A sticker on the bottom of the lobster says that this set was made in China. The writing on the lobster trap identifies it as a souvenir of Halifax NS.
Once more, no eggs are visible in this salt and pepper shaker set
But clearly, you can’t have a chicken (or a rooster) without an egg first, right? And if you have a chicken (and, of course, a rooster) then there is a good possibility that you might some time soon have an egg or two. So there are, here, implications of past eggs, and implications of eggs to come.
This set has a very complex colour palate–much more so than your average novelty salt and pepper shaker set. As well as having bright red combs, yellow legs, and black and pink tails, these birds have feathers in a complex inter-mixture of brown, pink, yellow, and white. Much more artistic and impressionistic than your average novelty shaker–more impressionistic in fact, than cute. Which is very unusual.
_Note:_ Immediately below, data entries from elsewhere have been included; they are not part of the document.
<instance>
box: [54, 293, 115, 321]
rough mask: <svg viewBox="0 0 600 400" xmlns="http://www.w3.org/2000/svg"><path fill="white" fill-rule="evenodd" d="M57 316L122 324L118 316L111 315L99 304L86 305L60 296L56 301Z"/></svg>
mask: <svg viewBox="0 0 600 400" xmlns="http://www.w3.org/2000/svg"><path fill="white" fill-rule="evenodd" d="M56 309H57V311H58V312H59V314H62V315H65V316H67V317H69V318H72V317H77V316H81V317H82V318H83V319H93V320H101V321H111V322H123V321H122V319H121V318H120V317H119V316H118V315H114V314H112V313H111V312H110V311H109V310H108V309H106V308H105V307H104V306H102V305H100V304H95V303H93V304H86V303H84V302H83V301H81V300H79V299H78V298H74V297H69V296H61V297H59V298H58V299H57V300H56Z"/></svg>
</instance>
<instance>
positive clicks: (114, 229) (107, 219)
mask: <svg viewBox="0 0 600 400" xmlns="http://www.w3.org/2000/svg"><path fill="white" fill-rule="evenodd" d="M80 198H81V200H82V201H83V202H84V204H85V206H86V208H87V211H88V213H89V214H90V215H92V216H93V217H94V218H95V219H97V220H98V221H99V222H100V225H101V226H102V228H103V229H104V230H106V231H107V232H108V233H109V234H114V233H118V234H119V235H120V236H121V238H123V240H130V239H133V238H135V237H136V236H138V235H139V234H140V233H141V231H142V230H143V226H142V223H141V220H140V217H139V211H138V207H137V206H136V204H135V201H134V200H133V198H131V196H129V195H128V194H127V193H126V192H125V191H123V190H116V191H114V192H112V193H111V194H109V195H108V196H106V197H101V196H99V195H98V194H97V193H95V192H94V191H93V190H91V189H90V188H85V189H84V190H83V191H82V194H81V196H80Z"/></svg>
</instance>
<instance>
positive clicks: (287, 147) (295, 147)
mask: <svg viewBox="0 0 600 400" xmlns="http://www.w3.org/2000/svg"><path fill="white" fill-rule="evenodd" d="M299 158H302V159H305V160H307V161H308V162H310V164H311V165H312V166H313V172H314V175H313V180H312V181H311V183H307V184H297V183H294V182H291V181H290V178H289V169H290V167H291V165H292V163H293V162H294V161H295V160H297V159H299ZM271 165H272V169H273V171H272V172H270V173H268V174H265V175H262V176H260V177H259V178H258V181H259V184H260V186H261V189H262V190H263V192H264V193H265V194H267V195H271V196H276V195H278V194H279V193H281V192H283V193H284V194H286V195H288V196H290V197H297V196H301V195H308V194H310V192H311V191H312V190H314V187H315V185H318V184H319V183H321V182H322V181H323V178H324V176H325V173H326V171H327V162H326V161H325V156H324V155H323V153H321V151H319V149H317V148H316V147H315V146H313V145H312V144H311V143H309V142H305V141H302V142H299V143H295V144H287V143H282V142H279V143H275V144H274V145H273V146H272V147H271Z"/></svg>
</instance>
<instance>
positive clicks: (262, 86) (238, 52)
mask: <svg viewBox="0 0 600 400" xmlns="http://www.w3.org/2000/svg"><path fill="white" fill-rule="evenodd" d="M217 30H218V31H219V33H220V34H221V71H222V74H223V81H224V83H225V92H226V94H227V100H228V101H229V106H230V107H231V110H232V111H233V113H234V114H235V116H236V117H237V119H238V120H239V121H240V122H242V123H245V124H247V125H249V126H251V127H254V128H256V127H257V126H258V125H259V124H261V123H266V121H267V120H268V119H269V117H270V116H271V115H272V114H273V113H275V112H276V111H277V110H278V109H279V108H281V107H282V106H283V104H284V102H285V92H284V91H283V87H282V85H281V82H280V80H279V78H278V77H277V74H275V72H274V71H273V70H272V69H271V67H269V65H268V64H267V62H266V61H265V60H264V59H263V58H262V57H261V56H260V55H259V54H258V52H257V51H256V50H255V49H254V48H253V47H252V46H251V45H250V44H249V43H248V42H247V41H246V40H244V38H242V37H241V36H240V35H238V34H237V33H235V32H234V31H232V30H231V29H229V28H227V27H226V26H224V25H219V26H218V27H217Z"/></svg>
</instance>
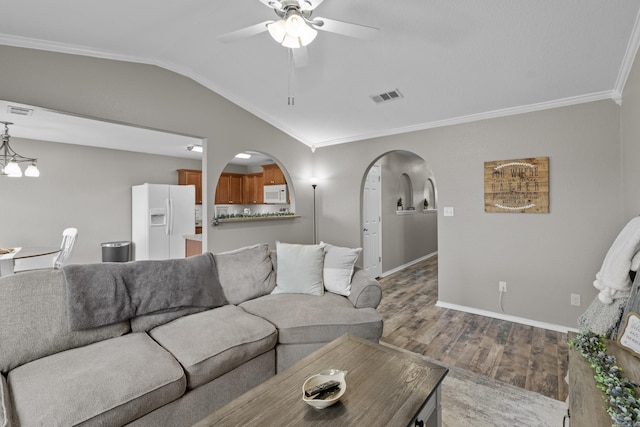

In this series of posts, I’ve been focussing on what I have identified as eleven eggs that are part of my salt-and-pepper shaker set collection. But it has just occurred to me that there might, in fact, be twelve, or even more, albeit more implied than actually seeable. Consider this set:
It is, clearly, a chicken, and the chicken is sitting on what appears to be a basket. And why would a chicken be sitting on a basket? There must, surely, be eggs in it.
In point of fact, the basket has nothing in it–except an empty space under its closed top with three small holes, into which salt or pepper might be placed. But the eggs are, I think, implied. I can imagine them there.
This is, incidentally, the kind of shaker set that collectors identify as a “nester”or “stacker”–one shaker that sits on top of another. Except this time, perhaps, it actually does represent a nester.
The last egg in my collection of eleven has also appeared previously on this blog in “Go Withs“. It is half of this set:
It is a golden egg, and so it goes with a goose. In the light if the relative size of the egg and the goose, and if I am right in assuming that the goose is the producer of the egg, then I am guessing that it must be a goose in serious pain.
The ninth and tenth eggs in my collection have appeared in a previous entry in this blog–Cute Newt–in which I talk about their intriguing relationship to the American politician Newt Gingrich.
These shakers have moved significantly away from the more-or-less real-life situations of shakers three through eight, as described in my previous three posts: no chicks, no hatching, but human faces and shirts with ties. they may actually be meant to represent Newt; they may be a doubled-up version of Humpty Dumpty; or they may have something to do with Lewis Carroll’s Tweedledum and Tweedledee, who, at least in John Tenniel’s illustration, are also rather egg-shaped.
Actually: double egg-shaped, with bodies that are shaped like eggs, and also, faces that look an awful lot like the ones on these shakers.